Mais le décalage d'avec la tradition apparaît dans toute son ampleur si l'on se réfère à ce qu'était, à l'ère Edo, « la voie du guerrier ».
La voie du guerrier
Un bushi existe socialement par sa position dans une famille située elle-même par rapport à celle de son Seigneur. Une des caractéristiques de féodalité japonaise de l'ère Edo est d'exclure la pluralité des liens de dépendance. Un guerrier n'a et ne peut avoir qu'un seul Seigneur et quelle que soit la stature de ce dernier, le lien est exclusif, le dévouement qu'il lui doit est absolu et doit orienter toute sa vie. Cette relation se place dans une temporalité associée aux ancêtres, et l'inscription dans l'histoire, celle du nom de la famille, de son renom prime sur la vie des personnes. L'acte de mort volontaire qui est la manifestation concrète, limite, de ce que doit être la vie de guerrier, ne prend son plein sens social que s'il est accompli sur l'ordre ou avec le consentement du Seigneur auquel un guerrier est redevable de sa vie. Il est des exemples illustres de suicide collectif de tous les membres d'une famille à la suite de la défaite ou du déshonneur du chef de celle-ci.
Ce que nous retiendrons ici est le caractère univoque de la relation où chacun se trouve engagé dès sa naissance. La ligne étant tracée, c'est dans la façon de la suivre que va se faire le travail d'élaboration sociale et culturelle. La voie du guerrier est une manière de s'investir profondément et entièrement dans une voie tracée de telle sorte que cet investissement débouche sur un univers ouvert, celui de la recherche de la perfection au moyen de la pratique de l'art.
Par un travail intense et répétitif de la technique, l'énergie se déploie en repoussant toujours plus loin les limites, suivant un chemin jalonné par l'image des maîtres présents et de la chaîne des prédécesseurs envers lesquels se développe un processus complexe d'identifications.
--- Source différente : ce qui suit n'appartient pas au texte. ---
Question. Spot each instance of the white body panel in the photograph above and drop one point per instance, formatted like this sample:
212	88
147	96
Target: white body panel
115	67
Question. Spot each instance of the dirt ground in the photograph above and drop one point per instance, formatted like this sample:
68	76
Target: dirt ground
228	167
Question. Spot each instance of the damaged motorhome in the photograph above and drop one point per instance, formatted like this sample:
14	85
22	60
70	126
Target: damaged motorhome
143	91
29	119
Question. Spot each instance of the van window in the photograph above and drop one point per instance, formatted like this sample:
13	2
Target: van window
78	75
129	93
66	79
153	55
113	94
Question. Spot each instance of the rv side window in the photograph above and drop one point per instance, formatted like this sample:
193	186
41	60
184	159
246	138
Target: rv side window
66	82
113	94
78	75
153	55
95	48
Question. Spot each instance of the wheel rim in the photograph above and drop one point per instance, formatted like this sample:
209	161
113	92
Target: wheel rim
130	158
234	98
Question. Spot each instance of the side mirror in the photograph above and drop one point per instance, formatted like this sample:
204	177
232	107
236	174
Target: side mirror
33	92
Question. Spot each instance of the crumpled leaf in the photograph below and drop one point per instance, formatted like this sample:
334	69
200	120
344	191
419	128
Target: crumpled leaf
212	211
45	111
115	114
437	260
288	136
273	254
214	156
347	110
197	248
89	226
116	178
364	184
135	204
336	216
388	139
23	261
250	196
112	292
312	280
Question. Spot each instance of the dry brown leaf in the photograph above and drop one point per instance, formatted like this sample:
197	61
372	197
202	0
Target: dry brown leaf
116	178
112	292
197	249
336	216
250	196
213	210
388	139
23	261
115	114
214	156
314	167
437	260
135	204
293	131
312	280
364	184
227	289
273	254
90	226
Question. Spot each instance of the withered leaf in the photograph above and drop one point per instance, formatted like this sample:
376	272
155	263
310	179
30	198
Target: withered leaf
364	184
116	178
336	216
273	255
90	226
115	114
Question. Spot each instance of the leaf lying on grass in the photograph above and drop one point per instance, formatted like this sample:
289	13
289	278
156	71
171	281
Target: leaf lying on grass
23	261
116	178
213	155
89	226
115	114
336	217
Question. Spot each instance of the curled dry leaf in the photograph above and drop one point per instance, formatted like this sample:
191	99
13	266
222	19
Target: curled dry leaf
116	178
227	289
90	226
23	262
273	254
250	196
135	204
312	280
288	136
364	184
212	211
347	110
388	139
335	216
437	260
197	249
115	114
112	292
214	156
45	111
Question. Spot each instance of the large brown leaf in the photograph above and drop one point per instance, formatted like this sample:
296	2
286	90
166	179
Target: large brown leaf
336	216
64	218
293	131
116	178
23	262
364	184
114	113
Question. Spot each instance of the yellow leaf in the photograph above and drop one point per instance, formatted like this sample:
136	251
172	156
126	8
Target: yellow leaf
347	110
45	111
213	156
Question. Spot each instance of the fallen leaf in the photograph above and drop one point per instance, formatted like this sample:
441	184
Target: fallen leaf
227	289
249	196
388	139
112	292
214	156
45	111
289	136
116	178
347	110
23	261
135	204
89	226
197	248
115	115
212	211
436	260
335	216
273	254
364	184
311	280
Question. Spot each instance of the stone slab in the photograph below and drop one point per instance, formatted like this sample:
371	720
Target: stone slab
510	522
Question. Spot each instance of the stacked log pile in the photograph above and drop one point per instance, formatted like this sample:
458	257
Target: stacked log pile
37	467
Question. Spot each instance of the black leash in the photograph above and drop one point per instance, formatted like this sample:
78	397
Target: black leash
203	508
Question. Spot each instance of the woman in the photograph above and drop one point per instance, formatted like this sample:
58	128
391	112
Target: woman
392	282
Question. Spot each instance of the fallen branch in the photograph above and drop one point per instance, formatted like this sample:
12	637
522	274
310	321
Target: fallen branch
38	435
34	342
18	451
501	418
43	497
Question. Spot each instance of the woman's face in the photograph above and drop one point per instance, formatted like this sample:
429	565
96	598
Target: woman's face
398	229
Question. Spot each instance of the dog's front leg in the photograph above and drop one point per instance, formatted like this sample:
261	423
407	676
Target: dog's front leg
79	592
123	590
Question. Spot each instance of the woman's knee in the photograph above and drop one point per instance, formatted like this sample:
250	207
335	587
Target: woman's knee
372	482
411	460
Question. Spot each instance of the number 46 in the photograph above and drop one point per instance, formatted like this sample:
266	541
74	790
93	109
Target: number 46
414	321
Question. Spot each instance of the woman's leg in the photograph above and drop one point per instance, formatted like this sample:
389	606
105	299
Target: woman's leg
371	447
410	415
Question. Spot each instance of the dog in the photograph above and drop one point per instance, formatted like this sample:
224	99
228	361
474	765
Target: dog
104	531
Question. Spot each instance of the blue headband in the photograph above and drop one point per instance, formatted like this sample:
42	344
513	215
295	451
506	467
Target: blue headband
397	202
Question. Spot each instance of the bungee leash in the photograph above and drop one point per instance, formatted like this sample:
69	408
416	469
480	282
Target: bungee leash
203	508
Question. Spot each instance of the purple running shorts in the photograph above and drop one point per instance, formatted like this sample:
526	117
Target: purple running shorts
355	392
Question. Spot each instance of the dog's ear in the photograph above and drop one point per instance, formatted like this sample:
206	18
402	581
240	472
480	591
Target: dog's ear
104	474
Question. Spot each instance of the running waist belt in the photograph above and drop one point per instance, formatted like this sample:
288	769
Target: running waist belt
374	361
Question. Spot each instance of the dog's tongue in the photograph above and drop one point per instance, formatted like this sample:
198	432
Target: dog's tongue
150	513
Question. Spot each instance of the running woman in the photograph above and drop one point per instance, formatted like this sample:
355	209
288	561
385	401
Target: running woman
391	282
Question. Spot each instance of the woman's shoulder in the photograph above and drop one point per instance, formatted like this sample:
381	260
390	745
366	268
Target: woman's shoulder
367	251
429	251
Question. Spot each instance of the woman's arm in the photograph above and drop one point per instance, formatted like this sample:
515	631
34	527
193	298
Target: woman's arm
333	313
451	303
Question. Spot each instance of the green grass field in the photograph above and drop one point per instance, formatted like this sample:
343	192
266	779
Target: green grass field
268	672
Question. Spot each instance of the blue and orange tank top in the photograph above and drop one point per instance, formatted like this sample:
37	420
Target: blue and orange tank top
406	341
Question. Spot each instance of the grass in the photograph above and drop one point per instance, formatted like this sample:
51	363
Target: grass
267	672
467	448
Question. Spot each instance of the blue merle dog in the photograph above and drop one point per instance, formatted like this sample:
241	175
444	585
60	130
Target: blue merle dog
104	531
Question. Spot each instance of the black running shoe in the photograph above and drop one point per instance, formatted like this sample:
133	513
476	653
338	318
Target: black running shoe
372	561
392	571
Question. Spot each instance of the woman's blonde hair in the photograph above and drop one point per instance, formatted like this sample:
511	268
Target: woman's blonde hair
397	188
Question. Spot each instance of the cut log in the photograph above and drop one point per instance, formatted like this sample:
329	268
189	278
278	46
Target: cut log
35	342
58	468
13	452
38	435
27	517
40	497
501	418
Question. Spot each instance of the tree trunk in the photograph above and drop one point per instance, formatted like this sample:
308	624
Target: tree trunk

La voie du guerrier représente une cristallisation de la conception du monde et du système de valeur des guerriers. La codification et la ritualisation y sont poussées à l'extrême mais leur expression et leur transmission passent principalement par le corps et non par la parole. Une gestuelle précise apprise par la répétition dès l'enfance manifeste et réactive en permanence les situations réciproques dans la chaîne des rapports hiérarchiques. De même, par la répétition de gestes formalisés et répétés, la mort est rendue présente ; mort que l'on est susceptible de donner ou de recevoir (arts martiaux) ou de se donner à soi-même (cérémonie du seppuku). Pour un guerrier, le port du sabre est symbole concret de son acceptation de mort. « Ne pleure pas, le seppuku fait beaucoup plus mal » dira-t-on à un jeune garçon qui s'est blessé. Le sabre, symbole de la classe des guerriers, est une manifestation concrète d'une gestuelle toujours présente et par laquelle passe la représentation de soi.